= Peter Apo =

American politician

Peter Apo is a Trustee of the Office of Hawaiian Affairs and President of The Peter Apo Company, LLC, a cultural tourism consulting firm. He is also an accomplished musician in the folk and Hawaiian music genres, with a career stretching back to the early 1960s.

==Public Service Career==

Peter has had a distinguished career in public service. In 1980, he was elected to the first Board of Trustees of OHA. In 1982 he won election to the Hawaii State House of Representatives where he served for 14 years. In 1994 Honolulu Mayor Jeremy Harris appointed him to become the City’s Director of Culture and Arts. In 1996 he assumed the position of Special Assistant on Hawaiian Affairs to Governor Ben Cayetano. He subsequently returned to the City & County of Honolulu as Director of Waikiki Development. He was re-elected as a Trustee of the Office of Hawaiian Affairs in 2010. Apo would eventually rack up the largest ethics fine in Hawaii history, $25,000, after OHA paid out a $50,000 settlement over sex harassment allegations against Apo.

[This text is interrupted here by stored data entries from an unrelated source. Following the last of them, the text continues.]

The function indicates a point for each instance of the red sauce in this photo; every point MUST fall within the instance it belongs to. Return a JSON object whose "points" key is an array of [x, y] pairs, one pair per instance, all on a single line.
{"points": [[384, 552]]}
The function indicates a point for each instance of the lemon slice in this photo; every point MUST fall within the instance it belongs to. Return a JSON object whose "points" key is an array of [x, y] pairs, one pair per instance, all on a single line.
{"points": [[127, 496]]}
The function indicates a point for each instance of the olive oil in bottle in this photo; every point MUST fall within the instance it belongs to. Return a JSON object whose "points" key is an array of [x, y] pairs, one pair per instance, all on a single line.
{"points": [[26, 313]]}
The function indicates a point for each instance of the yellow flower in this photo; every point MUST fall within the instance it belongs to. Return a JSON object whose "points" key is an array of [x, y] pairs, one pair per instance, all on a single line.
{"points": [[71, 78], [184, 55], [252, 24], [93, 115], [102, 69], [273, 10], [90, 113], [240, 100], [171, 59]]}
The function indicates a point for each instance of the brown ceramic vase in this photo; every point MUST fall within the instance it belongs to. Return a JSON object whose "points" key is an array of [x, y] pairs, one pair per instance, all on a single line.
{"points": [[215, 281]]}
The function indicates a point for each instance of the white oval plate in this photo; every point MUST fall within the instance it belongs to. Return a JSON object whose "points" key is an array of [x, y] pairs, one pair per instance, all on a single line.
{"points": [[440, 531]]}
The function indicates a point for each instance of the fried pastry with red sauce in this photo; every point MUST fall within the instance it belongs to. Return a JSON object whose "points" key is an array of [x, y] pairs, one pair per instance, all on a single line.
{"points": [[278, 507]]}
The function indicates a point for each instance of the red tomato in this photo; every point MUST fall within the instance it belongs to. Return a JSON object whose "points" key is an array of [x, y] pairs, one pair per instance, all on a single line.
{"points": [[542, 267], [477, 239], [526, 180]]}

He is a founding member of the Native Hawaiian Hospitality Association, served as its past chairman, and was its Director of Culture & Education. He has chaired the Pacific Islanders in Communications, and is a past chair of the Historic Hawaii Foundation and the Friends of the Natatorium. He has also served on the Chaminade University Board of Regents and the board of directors for the Hawaii Visitors and Convention Bureau. He also had the honor of serving as Civilian Aide to the U.S. Secretary of the Army for West Oahu and Kauai. He continues serving the community on numerous boards and commissions.

==Travelers 3==

Peter Apo is also an accomplished singer and songwriter. He is one of three founding members of the 1960s folk band The Travelers 3. The group recorded a total of four albums, from 1962 to 1965, their first three for Elektra Records, then, their fourth with Capitol Records. The trio's last bassist, Joe Lamanno, subsequently joined The Association.

He has since performed as a soloist, as well as in several other bands.